At the end of July, the allied army, having fully completed all preparations for the campaign, broke up from its cantonments, and, marching from Luxembourg upon Longwy, crossed the French frontier. Sixty thousand Prussians, trained in the schools, and many of them under the eye of the Great Frederic, heirs of the glories of the Seven Years' War, and universally esteemed the best troops in Europe, marched in one column against the central point of attack. Forty-five thousand Austrians, the greater part of whom were picked troops, and had served in the recent Turkish war, supplied two formidable corps that supported the flanks of the Prussians. There was also a powerful body of Hessians; and leagued with the Germans against the Parisian democracy came 15,000 of the noblest and the bravest among the sons of France. In these corps of emigrants, many of the highest born of the French nobility, scions of houses whose chivalric trophies had for centuries filled Europe with renown, served as rank and file. They looked on the road to Paris as the path which they were to carve out by their swords to victory, to honor, to the rescue of their king, to reunion with their families, to the recovery of their patrimony, and to the restoration of their order.[1]

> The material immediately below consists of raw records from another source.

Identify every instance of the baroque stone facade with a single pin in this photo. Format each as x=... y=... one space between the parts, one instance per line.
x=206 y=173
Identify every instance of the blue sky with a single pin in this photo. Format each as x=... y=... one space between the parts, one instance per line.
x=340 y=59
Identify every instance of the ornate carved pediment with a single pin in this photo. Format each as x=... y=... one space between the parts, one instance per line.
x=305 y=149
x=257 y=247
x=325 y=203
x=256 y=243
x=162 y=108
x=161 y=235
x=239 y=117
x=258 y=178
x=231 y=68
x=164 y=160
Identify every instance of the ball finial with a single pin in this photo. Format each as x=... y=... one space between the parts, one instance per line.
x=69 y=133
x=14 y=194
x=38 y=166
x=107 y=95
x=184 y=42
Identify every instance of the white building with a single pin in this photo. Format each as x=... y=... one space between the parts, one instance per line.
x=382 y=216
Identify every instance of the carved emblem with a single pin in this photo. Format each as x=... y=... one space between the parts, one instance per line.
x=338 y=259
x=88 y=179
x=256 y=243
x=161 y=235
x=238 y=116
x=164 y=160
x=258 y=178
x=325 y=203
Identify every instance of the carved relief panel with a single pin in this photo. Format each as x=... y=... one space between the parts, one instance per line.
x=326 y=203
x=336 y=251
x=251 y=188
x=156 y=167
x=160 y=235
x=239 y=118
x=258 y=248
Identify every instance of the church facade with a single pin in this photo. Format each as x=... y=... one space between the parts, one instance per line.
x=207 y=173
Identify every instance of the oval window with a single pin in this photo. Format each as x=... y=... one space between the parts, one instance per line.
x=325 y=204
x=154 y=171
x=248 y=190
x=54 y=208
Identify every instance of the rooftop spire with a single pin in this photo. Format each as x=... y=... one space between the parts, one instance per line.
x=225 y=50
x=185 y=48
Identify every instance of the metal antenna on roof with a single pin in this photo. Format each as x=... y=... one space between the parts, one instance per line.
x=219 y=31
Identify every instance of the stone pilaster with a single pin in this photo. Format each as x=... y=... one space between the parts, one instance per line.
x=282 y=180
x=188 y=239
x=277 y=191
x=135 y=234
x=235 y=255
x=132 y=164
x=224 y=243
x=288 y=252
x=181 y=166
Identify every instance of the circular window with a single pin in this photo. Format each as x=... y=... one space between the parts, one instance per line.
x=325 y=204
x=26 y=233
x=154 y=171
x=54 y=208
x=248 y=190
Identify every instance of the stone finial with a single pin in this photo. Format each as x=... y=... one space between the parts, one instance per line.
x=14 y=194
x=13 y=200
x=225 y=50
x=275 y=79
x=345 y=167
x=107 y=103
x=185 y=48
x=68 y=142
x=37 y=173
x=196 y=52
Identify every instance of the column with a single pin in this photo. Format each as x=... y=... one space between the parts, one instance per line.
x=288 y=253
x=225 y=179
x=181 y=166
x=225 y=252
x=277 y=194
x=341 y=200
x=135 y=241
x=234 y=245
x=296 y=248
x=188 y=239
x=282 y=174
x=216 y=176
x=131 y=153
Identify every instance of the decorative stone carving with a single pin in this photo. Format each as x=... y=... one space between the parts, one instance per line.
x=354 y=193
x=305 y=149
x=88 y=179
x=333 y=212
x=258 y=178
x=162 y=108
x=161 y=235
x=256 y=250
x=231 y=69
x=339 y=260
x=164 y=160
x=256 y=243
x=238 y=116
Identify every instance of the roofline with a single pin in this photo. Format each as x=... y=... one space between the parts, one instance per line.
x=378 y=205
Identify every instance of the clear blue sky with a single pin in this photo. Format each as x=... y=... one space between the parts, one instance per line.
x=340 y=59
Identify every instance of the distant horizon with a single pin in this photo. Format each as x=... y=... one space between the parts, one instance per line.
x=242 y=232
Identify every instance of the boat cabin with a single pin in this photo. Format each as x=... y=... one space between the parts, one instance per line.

Over this imposing army the allied sovereigns placed as generalissimo the Duke of Brunswick, one of the minor reigning princes of Germany, a statesman of no mean capacity, and who had acquired in the Seven Years' War a military reputation second only to that of the Great Frederic himself. He had been deputed a few years before to quell the popular movements which then took place in Holland, and he had put down the attempted revolution in that country with a promptitude which appeared to augur equal success to the army that now marched under his orders on a similar mission into France.

Moving majestically forward, with leisurely deliberation, that seemed to show the consciousness of superior strength, and a steady purpose of doing their work thoroughly, the allies appeared before Longwy on the 20th of August, and the dispirited and despondent garrison opened the gates of that fortress to them after the first shower of bombs. On the 2d of September, the

  1. See Scott, "Life of Napoleon," vol. i., c. xi.